Ponto de Fuga

     Estava vendo fotos das minhas viagens (faço isso frequentemente), e encontrei uma vista do alto do salão do Museu d’Orsay, em Paris. Pra além de ser um projeto incrível e um museu fantástico, a foto é naturalmente bonita por causa do ângulo em que foi tirada. Estou longe de ser uma fotógrafa muito talentosa, mas o local de onde eu observava o salão do museu permitiu que o ponto de fuga da cena ficasse claramente destacado.
    
     Eu cresci entre papéis e lápis de desenho, sendo ensinada pelo meu pai e minha mãe nos caminhos da arte. Acabei na faculdade de Arquitetura e, em um dado momento disso, virei brevemente professora de desenho pra alunos que queriam entrar no curso. Quão grande foi minha surpresa quando eu descobri que muita gente não consegue enxergar os pontos de fuga quando olha pro mundo!
    
     Os anos de treino fazem com quem eu naturalmente identifique os eixos principais de construção de qualquer objeto ou cena que observo, e isso é natural pra desenhistas, artistas, arquitetos. Uma pessoa que não foi ensinada a entender o básico de como funciona a geometria dos pontos de fuga consegue vê-los, mas não os entende, não os identifica.
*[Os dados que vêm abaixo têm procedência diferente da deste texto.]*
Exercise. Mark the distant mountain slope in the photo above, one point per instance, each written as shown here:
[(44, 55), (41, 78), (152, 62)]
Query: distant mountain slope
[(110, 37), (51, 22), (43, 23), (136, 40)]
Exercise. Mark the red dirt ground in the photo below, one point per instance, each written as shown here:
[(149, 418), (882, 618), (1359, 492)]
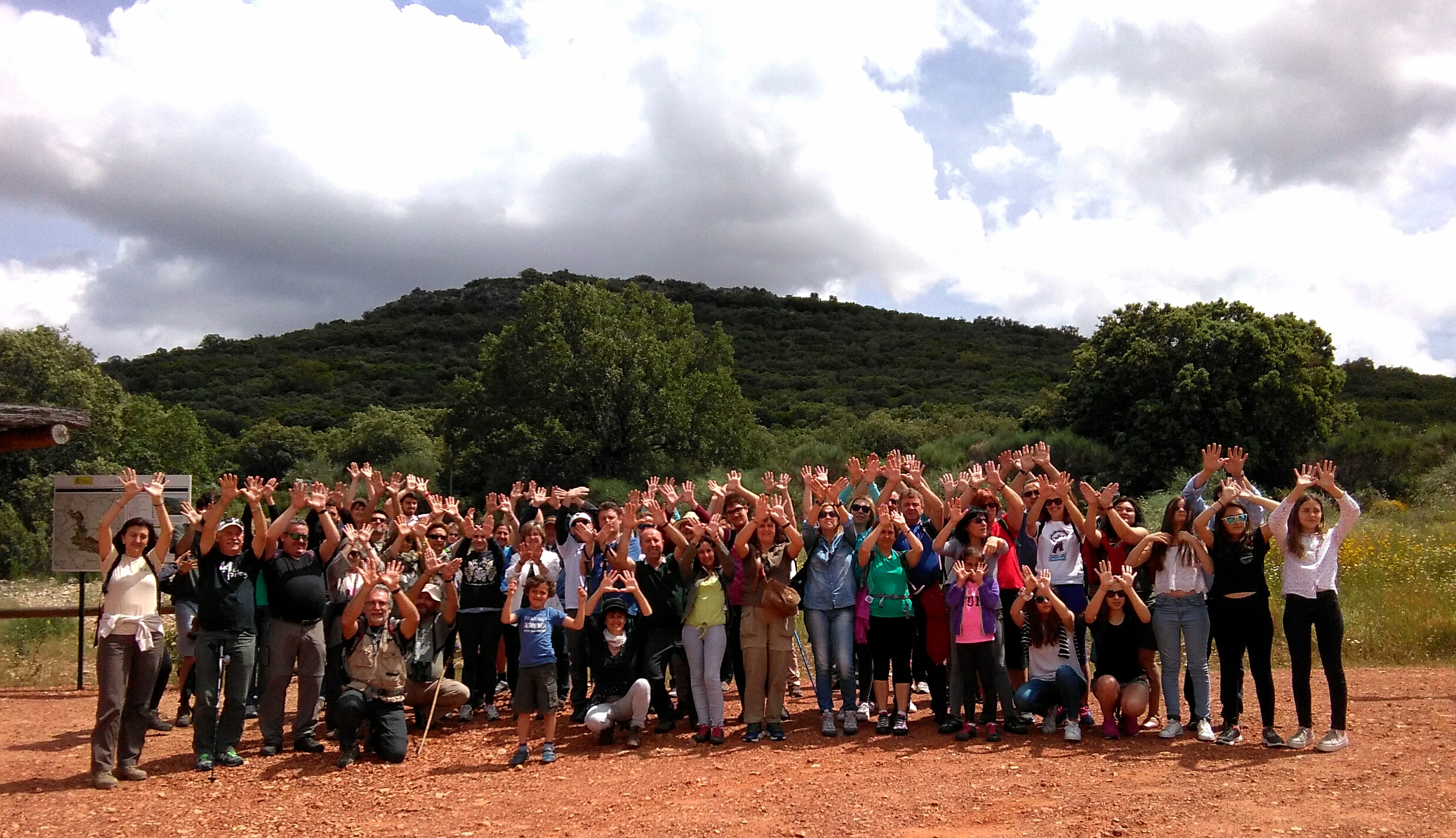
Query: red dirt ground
[(1394, 780)]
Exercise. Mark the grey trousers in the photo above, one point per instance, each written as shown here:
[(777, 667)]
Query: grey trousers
[(126, 677), (289, 643)]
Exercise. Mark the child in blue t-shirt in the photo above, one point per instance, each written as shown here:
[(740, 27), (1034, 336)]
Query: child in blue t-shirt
[(536, 677)]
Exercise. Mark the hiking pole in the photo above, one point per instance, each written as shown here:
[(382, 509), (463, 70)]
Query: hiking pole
[(431, 718)]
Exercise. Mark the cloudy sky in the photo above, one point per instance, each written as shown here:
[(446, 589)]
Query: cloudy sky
[(178, 168)]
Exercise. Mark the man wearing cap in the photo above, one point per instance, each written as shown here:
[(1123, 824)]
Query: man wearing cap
[(297, 597), (437, 601), (225, 580)]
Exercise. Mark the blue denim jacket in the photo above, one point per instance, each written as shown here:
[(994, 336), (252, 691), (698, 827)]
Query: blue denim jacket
[(830, 569)]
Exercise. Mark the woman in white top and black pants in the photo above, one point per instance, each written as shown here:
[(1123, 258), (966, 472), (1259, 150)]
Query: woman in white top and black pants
[(1311, 596), (128, 633)]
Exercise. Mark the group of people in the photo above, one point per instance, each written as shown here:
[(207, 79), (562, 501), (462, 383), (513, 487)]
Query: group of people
[(982, 593)]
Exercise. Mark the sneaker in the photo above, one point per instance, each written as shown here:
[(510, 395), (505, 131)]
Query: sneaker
[(104, 780), (1332, 741), (1299, 740)]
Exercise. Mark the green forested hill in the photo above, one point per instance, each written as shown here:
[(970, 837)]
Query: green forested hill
[(794, 355)]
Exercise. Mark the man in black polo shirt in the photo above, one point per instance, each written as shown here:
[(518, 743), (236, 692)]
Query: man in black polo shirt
[(296, 601)]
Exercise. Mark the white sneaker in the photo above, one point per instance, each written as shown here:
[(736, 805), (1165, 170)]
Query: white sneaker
[(1332, 741), (1299, 740)]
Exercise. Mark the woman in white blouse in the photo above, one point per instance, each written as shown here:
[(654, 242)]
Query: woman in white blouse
[(1180, 565), (128, 633), (1311, 596)]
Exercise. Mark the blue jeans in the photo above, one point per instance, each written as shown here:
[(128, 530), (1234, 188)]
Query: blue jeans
[(1042, 696), (832, 633), (1183, 623)]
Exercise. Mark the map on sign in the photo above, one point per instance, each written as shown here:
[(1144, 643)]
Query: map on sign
[(79, 503)]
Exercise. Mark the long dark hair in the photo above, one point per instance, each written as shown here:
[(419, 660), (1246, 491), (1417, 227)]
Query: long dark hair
[(1294, 546), (1159, 553)]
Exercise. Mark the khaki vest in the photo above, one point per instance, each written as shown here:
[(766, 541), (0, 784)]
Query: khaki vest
[(376, 666)]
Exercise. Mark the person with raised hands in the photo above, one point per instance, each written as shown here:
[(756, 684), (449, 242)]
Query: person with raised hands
[(128, 632), (1239, 604), (1181, 566), (1117, 616), (1055, 684), (1312, 594), (768, 550), (375, 666), (297, 597), (892, 614), (704, 563), (829, 598)]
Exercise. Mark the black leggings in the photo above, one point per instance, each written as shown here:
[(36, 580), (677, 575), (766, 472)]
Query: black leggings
[(1329, 632), (890, 642), (1244, 626)]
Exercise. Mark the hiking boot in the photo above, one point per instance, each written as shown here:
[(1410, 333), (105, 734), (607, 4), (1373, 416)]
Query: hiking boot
[(308, 746), (1332, 741), (1299, 740)]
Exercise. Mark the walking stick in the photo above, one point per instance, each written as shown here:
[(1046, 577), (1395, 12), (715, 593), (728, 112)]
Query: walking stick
[(431, 718)]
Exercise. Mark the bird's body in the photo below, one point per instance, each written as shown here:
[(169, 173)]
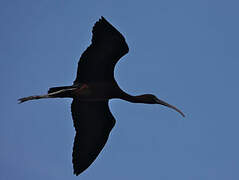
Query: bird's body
[(91, 91)]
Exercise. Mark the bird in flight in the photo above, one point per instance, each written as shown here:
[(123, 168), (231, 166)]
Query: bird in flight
[(91, 91)]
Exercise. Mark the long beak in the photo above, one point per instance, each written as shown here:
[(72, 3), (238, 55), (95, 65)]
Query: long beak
[(169, 105)]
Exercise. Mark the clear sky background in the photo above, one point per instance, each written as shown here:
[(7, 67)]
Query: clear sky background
[(185, 52)]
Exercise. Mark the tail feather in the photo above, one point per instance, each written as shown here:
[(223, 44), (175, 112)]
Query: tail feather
[(54, 89)]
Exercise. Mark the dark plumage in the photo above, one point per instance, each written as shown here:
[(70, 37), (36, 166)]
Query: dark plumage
[(93, 87)]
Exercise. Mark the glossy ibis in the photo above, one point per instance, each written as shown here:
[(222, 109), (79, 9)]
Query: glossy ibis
[(91, 91)]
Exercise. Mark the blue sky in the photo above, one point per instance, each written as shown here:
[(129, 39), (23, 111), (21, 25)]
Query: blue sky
[(185, 52)]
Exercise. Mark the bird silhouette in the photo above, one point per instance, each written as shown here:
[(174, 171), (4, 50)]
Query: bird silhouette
[(91, 91)]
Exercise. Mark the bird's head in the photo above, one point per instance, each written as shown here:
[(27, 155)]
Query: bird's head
[(152, 99)]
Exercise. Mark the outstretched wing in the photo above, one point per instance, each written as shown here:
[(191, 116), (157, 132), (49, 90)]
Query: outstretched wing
[(98, 61), (93, 122)]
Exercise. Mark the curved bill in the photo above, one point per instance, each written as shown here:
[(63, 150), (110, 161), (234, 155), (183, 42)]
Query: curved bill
[(169, 105)]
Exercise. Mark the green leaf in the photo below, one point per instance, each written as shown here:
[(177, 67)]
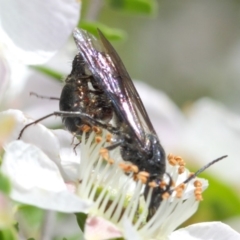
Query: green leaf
[(148, 7), (5, 185), (109, 33), (7, 234), (49, 72), (32, 215), (81, 219), (220, 202)]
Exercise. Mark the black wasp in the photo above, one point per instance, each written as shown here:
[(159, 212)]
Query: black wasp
[(136, 136), (82, 94), (98, 90)]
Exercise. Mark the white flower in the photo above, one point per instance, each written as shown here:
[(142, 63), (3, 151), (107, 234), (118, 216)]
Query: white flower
[(47, 173), (207, 130), (31, 33)]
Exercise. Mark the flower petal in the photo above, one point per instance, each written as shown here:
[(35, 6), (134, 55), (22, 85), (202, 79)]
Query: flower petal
[(97, 228), (34, 30), (37, 181), (213, 131), (206, 231)]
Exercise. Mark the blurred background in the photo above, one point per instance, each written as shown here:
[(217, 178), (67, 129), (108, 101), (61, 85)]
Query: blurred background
[(188, 53)]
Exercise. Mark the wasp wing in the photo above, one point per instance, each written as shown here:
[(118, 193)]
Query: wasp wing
[(107, 67)]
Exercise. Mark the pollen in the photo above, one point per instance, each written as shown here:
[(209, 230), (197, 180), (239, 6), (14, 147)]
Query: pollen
[(165, 195), (110, 161), (172, 161), (152, 184), (197, 183), (134, 169), (141, 178), (97, 129), (179, 193), (199, 197), (162, 184), (85, 128), (109, 138), (104, 153), (181, 169)]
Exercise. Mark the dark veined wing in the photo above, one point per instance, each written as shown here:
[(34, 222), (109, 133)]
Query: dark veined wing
[(108, 69)]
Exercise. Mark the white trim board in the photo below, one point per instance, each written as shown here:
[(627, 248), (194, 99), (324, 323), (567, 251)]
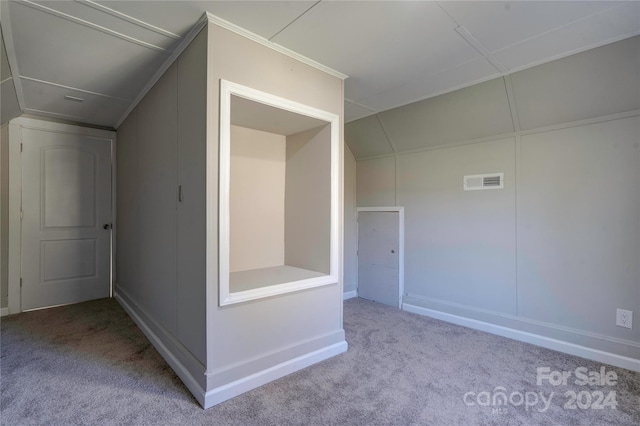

Elas são capazes até de desenhar um objeto em “perspectiva” com linhas paralelas, apesar de sua visão mostrar o contrário, porque elas não foram ensinadas a enxergar isso. 
    
     Acontece que pontos de fuga e perspectiva não são facilmente entendidos porque não são materializados. São uma estratégia da nossa visão para que o mundo ordenado faça sentido em sua profundidade completa. Sem as deformações da perspectiva, não conheceríamos este mundo em toda sua altura, largura e profundidade. 
    
     O ponto chave da questão é justamente como a falta de conhecimento de algo que todas as pessoas enxergam faz com que elas não entendam o que estão vendo. Me parece um pouco com o Evangelho. As boas novas da Salvação e do Reino de Deus não se encaixam na lógica comum deste mundo, mas, sem elas, este mesmo mundo não faz sentido. A altura, largura e profundidade da nossa existência são plenamente apreciadas sob a perspectiva de que temos um propósito que vai além dessa vida; que temos um Pai Eterno que nos ama, e fomos chamados a fazer parte de um Reino que nunca terá fim. E, por mais que isso pareça uma distorção da realidade, no fim, é a forma correta de enxergar a vida em sua plenitude.
     
     Uma vez, Jesus me disse que todas as coisas que criou nesta terra imperfeita eram uma metáfora da realidade espiritual. Isso faz todo sentido quando penso que a Bíblia fala em Provérbios 8:30 que Ele foi o Arquiteto do Universo. Assim como C.S. Lewis falava que cria no Evangelho como cria no Sol – não por vê-lo, mas por ver tudo através dele – , eu digo que hoje o Evangelho é meu ponto de fuga. A perspectiva ideal através da qual eu enxergo e compreendo o Universo que Ele criou. E assim como, um dia, ensinei alunos a enxergar os eixos que constroem nossa visão do mundo, quero ensinar outros a descobrir quais são os eixos que ordenam as perspectivas da vida.
     
      

A tal da foto.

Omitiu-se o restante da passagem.